The last quote I want to share is from Education for Extinction about the second priority of the boarding schools: individualism. This one, I think, is the one that really got us out here flicked (a Black Savannah term for being “messed up”):

“Education would facilitate individualism in two ways. First, it should teach young Indians how to work. More specifically, it could teach them a host of practical skills and trades that would prepare them for the changed realities of their existence…But teaching Indians how to work was not enough. In the end, they must be inculcated with the values and beliefs of private property; they must internalize the ideal of self-reliance; and they must come to realize that the accumulation of personal wealth is a moral obligation.”

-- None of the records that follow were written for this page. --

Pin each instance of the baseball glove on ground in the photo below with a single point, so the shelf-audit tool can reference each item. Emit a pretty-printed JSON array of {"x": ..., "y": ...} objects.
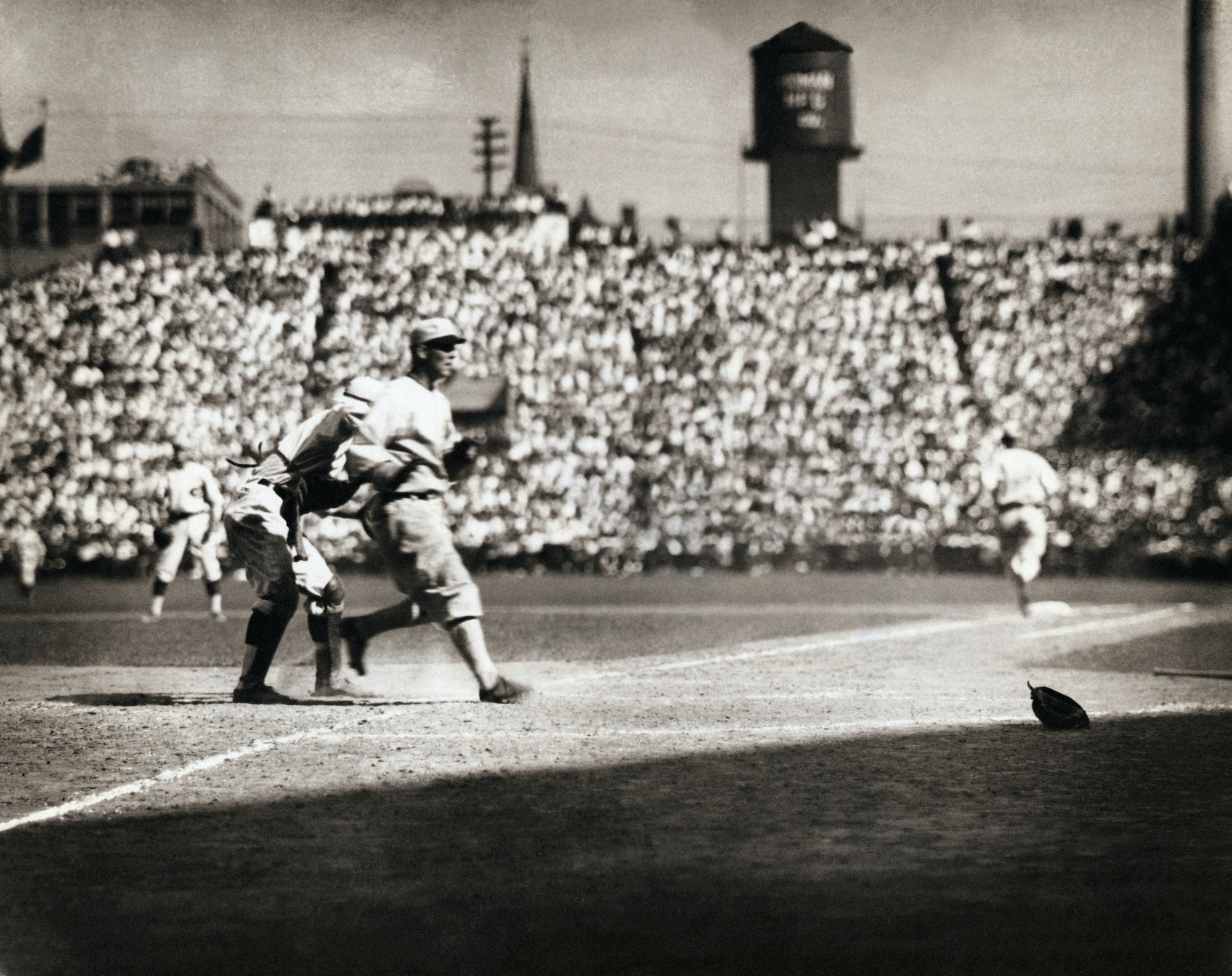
[
  {"x": 1056, "y": 710},
  {"x": 460, "y": 458}
]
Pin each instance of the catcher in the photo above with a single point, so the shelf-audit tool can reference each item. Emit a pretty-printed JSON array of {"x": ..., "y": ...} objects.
[{"x": 305, "y": 474}]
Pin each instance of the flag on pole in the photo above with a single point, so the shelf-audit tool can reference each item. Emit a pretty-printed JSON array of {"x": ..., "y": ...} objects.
[{"x": 31, "y": 150}]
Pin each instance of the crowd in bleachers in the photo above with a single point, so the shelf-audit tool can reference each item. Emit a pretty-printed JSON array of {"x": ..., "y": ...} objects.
[{"x": 713, "y": 405}]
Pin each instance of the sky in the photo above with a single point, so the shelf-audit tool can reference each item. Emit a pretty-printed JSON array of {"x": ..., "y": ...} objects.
[{"x": 1010, "y": 111}]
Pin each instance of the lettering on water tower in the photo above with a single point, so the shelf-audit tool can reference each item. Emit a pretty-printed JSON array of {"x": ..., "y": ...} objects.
[{"x": 808, "y": 95}]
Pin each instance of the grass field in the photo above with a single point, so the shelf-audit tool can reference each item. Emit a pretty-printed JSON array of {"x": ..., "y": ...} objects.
[{"x": 718, "y": 774}]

A few ways that we’re still helping colonization succeed:

  • Defending respectability politics which basically say that we’re better off (we’ll survive and even succeed) if we talk right, dress right, and act right. And considering it “ignorant” when folk don’t subscribe.
  • Calling Black English wrong, slang, backwards, not proper, etc.
  • Believing that we can’t trust nobody and saying things like “I came into this world by myself and I’ll go out alone too.”
  • Thinking that working more than resting is the answer to all your problems, especially if you believe in “rising and grinding” and “sleeping when you’re dead.”
  • Feeling guilty for resting.
  • Neglecting your health.
  • Prioritizing money over everything, including saying “if it don’t make money, it don’t make sense.”
  • Associating hoodoo and voodoo with evil.
  • Pressuring our children to have their life plans figured out by 18.
  • Refusing to give your children “black names” because you’re scared they won’t succeed in life.
  • Thinking poverty just means having little/no money.
  • Thinking you’re living better than your cousins in the country just because your way of life is faster.
  • Not considering how you’re harming the Earth (especially if you don’t care that you’re harming Mama Earth).
  • Buying what you can’t afford to be accepted/admired.
  • Measuring your self-worth by how much money you have.
  • Owning a business that can afford to pay livable wages but refuses to.
  • Overworking employees to save money when the company can afford to do more hiring.
  • Equating being “booked and busy” to being successful.
  • Considering white museums, white restaurants, and vacations to Europe as being more “cultured” than black museums, black restaurants, or Africa. 

Feel free to add to this list and to share your thoughts or what you’ve researched or heard from your elders.